She promoted the traditional devotions in all her communities. She prayed the rosary
"on the picket lines, in prisons, in sickness and in health." For her, the rosary was not
only a devotion to Mary but also a way of identifying with the poor who had lost
hope. "Who could have given me Our Lord, but the Virgin Mary? It was easy to pray to
her, repetitious though it may seem. Saying the rosary as I did so often,
I felt that I was praying with the people of God, who held on to the physical act of the
rosary as to a lifeline."
The life and spirit of St. Therese of Lisieux, the Little Flower, fascinated
Dorothy Day, "perhaps because she was so
much like the rest of us in her ordinariness." In fact she authored a small book
about St. Therese to offer hope to those
who felt their lives were meaningless. She
regarded Therese as Therese regarded
Mary, for Therese abhorred writings and sermons that described
"Mary's life as totally different from ours." Dorothy believed that
Therese "speaks to our condition." Her approach, like that of
St. Therese
and the Blessed Virgin Mary, was to ask prayerfully at the beginning of each day, "What would you have me do?"

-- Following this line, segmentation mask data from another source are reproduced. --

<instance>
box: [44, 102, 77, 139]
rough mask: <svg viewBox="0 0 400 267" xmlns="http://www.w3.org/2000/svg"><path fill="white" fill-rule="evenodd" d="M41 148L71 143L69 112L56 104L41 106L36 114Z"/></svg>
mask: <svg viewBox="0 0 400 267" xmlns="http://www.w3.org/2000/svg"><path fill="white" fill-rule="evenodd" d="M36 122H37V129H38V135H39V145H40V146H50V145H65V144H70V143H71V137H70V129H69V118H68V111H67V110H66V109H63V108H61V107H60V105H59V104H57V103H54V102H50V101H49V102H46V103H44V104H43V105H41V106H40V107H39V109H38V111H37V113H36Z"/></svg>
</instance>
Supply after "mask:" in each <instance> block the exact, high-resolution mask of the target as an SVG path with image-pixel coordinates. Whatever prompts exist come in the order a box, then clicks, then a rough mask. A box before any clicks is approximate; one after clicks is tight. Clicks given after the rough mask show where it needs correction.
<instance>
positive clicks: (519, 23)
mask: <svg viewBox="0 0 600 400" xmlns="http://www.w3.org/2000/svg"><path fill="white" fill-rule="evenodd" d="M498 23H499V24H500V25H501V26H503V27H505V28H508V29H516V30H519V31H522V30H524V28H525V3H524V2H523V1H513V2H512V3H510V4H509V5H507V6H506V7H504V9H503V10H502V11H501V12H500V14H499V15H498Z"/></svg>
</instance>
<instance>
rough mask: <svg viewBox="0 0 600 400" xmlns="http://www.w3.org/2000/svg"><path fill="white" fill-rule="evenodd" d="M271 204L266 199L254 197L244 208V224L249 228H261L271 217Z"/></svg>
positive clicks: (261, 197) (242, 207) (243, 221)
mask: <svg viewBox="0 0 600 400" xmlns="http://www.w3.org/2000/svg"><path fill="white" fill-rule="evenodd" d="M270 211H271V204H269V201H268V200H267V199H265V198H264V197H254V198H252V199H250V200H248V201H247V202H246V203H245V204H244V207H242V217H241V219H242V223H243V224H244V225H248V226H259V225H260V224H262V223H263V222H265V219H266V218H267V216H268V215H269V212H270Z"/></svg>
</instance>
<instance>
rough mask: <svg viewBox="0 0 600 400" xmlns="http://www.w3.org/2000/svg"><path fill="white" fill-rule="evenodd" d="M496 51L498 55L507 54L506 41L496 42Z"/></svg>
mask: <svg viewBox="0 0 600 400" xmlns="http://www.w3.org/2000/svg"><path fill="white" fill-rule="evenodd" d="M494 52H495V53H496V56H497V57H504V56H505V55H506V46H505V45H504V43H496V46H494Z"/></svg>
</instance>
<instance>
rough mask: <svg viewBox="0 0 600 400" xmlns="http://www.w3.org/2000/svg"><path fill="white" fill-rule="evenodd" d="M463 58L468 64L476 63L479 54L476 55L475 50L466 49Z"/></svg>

For Dorothy Day, Mary and Joseph shared in the plight and insecurity of the
poor. During the Great Depression she wrote, "What security did the Blessed
Virgin herself have as she fled in the night with the Baby in her arms to go into a
strange country? She probably wondered whether St. Joseph would be able to obtain
work in a foreign land, how they would get along, and anticipated the loneliness of
being without friends, her cousin, St. Elizabeth, her kinfolk." At another time
she recalled "St. Bonaventure says Our Lady worked in Egypt to earn the family's
daily bread because St. Joseph could not earn enough. It was all part of the
humiliation of poverty for St. Joseph." The Holy Family definitely shared the lot of the poor.